Well and faithfully to administer etc. He being sworn on God’s Holy Gospels./ It is Examined.
 A Troilus died c.1609 leaving a widow Ann, said to have been née Wadham – was this the Ann mentioned here? However, the research of others suggests that that Troilus was a son of Mary’s daughter Ann, and that Ann also had a daughter Cassandra. I have yet to establish whether that conclusion was correct, and there were two Troilus and Cassandras, or whether two families have been confused.
 A ‘Mr John Crokhorne’ and ‘John Crokhorne Junior’ were two of the witnesses of her husband Robert Morgan’s will, nearly thirty years earlier. I guess the John Crokehorne mentioned here was the elder of these, who I think was the first cousin of Mary, making her goddaughter two generations younger.
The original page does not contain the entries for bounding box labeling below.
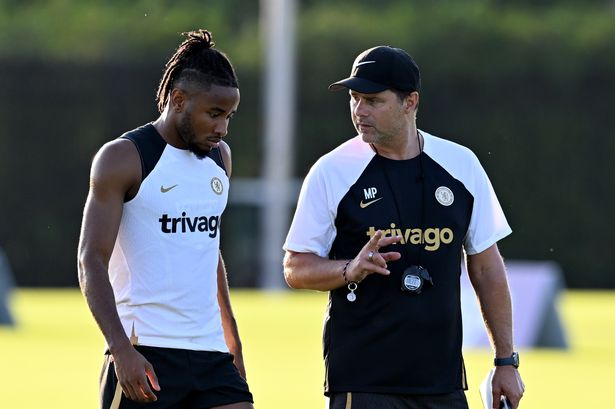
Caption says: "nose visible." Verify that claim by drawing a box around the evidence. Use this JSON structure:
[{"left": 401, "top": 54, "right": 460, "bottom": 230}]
[
  {"left": 214, "top": 118, "right": 229, "bottom": 138},
  {"left": 350, "top": 99, "right": 367, "bottom": 117}
]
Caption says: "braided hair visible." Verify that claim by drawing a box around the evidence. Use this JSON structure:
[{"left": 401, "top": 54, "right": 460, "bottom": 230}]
[{"left": 156, "top": 29, "right": 239, "bottom": 112}]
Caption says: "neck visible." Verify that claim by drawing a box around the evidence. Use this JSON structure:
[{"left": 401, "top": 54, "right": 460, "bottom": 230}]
[
  {"left": 371, "top": 128, "right": 424, "bottom": 160},
  {"left": 152, "top": 106, "right": 186, "bottom": 149}
]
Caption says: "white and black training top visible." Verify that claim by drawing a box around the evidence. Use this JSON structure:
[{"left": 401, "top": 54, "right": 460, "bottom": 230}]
[
  {"left": 284, "top": 131, "right": 511, "bottom": 395},
  {"left": 109, "top": 124, "right": 229, "bottom": 352}
]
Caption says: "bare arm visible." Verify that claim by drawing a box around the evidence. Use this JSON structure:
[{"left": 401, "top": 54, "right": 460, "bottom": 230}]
[
  {"left": 468, "top": 244, "right": 524, "bottom": 408},
  {"left": 284, "top": 231, "right": 401, "bottom": 291},
  {"left": 78, "top": 140, "right": 160, "bottom": 402},
  {"left": 218, "top": 254, "right": 247, "bottom": 379},
  {"left": 217, "top": 141, "right": 247, "bottom": 379}
]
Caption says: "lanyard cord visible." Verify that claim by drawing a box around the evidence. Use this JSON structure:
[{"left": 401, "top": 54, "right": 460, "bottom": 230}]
[{"left": 370, "top": 130, "right": 425, "bottom": 266}]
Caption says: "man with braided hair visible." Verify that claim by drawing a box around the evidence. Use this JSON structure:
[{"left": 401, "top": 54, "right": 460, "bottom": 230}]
[{"left": 78, "top": 30, "right": 253, "bottom": 409}]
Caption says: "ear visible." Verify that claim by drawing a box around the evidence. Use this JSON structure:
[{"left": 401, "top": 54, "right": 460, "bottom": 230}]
[
  {"left": 169, "top": 88, "right": 188, "bottom": 113},
  {"left": 404, "top": 91, "right": 420, "bottom": 112}
]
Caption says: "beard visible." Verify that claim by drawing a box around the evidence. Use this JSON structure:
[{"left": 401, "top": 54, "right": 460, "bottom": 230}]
[{"left": 177, "top": 112, "right": 211, "bottom": 159}]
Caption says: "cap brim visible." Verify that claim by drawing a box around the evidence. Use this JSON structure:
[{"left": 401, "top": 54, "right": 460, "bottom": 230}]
[{"left": 329, "top": 77, "right": 389, "bottom": 94}]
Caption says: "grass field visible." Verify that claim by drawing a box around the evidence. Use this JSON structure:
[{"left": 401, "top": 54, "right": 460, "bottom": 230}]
[{"left": 0, "top": 289, "right": 615, "bottom": 409}]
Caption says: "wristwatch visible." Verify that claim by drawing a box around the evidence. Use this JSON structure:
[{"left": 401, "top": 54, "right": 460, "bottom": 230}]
[{"left": 493, "top": 352, "right": 519, "bottom": 368}]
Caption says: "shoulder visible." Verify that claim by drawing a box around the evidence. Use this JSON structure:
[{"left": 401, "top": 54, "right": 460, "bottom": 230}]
[
  {"left": 90, "top": 139, "right": 141, "bottom": 191},
  {"left": 420, "top": 131, "right": 478, "bottom": 160},
  {"left": 218, "top": 141, "right": 233, "bottom": 177},
  {"left": 314, "top": 136, "right": 375, "bottom": 169}
]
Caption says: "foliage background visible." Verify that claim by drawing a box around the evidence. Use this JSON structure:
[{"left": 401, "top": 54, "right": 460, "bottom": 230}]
[{"left": 0, "top": 0, "right": 615, "bottom": 288}]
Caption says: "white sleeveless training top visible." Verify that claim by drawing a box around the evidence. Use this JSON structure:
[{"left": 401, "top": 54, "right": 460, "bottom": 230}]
[{"left": 109, "top": 124, "right": 229, "bottom": 352}]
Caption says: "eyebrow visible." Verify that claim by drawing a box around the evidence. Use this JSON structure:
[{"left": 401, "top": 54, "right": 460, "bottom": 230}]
[{"left": 209, "top": 107, "right": 237, "bottom": 115}]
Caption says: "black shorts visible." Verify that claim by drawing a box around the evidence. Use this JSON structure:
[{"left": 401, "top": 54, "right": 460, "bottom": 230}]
[
  {"left": 100, "top": 345, "right": 253, "bottom": 409},
  {"left": 329, "top": 390, "right": 468, "bottom": 409}
]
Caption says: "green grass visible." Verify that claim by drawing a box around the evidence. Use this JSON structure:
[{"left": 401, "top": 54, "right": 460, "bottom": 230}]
[{"left": 0, "top": 289, "right": 615, "bottom": 409}]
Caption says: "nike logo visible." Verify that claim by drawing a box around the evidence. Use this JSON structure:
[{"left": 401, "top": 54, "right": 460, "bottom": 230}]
[
  {"left": 160, "top": 185, "right": 177, "bottom": 193},
  {"left": 359, "top": 197, "right": 383, "bottom": 209},
  {"left": 355, "top": 61, "right": 376, "bottom": 67}
]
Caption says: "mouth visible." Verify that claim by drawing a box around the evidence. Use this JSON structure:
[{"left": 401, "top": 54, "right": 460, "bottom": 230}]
[
  {"left": 207, "top": 136, "right": 222, "bottom": 148},
  {"left": 357, "top": 122, "right": 374, "bottom": 132}
]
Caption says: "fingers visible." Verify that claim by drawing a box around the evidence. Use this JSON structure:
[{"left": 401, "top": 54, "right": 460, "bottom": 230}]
[
  {"left": 145, "top": 362, "right": 160, "bottom": 391},
  {"left": 116, "top": 355, "right": 160, "bottom": 402},
  {"left": 346, "top": 230, "right": 401, "bottom": 282}
]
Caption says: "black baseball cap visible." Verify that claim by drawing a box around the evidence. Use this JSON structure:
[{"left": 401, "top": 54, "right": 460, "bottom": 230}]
[{"left": 329, "top": 45, "right": 421, "bottom": 94}]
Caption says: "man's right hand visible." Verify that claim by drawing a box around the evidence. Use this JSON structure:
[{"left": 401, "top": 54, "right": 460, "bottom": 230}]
[
  {"left": 346, "top": 230, "right": 401, "bottom": 283},
  {"left": 112, "top": 345, "right": 160, "bottom": 403}
]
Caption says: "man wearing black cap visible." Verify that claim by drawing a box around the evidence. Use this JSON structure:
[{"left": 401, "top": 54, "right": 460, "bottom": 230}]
[{"left": 284, "top": 46, "right": 524, "bottom": 409}]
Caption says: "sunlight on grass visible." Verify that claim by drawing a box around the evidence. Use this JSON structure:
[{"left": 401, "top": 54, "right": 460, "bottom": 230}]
[{"left": 0, "top": 289, "right": 615, "bottom": 409}]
 It is quite common for people to remember the poor of their place of birth in their wills. With Selvinge / Selvinch where Mary came from being in Whitelackington parish, but closer to the villages of Puckington and Stocklinch than to Whitelackington village, it is not surprising that she left bequests for the poor of all 3 parishes, as well as to Worminster, where she was living when she died.
Given that she lived in Mapperton with her Morgan husband, somewhere unknown with her Turbervile husband and (presumably) in Folke with her last husband, William Stourton. William was of Folke when he died though had previously lived in Worminster. William’s will does not suggest they had separated so I think they probably both lived at Folke before Mary returned to Worminster. Unless either Wotton or Pilton were where she lived with her Turbervile husband she did not remember the poor of any of the places associated with her husbands. Perhaps it was to the poor living where she owned property and earned income (rents, leases etc.) from the people that Mary felt some responsibility to leave money for in her will.
That said, it is perhaps an exaggeration to say she may have felt some responsibility; I have yet to calculate roughly want the gifts were worth, but the monetary ones split between three parishes come to just £2, compared with £5 to a single goddaughter. Mary may simply have been following convention in making these bequests.
I have a copy of the sentence (available, like the wills from Ancestry or from the National Archives website). However, it is in Latin, and I have not yet attempted to really understand what the dispute was about nor to transcribe it.
I can see William Morgan mentioned, described as the natural and legitimate son of Mary, also Troilus Turbervile and Ann Turbervile alias Bonvile, described as consanguineous with Mary. (Cassandra is not mentioned). Roger Crosse, presumably the one who witnessed the will, is also referred to.
A dispute could arise due to the way the will was written, perhaps there was ambiguity, but also connected with the execution – so it may have been that William was too slow at paying beneficiaries.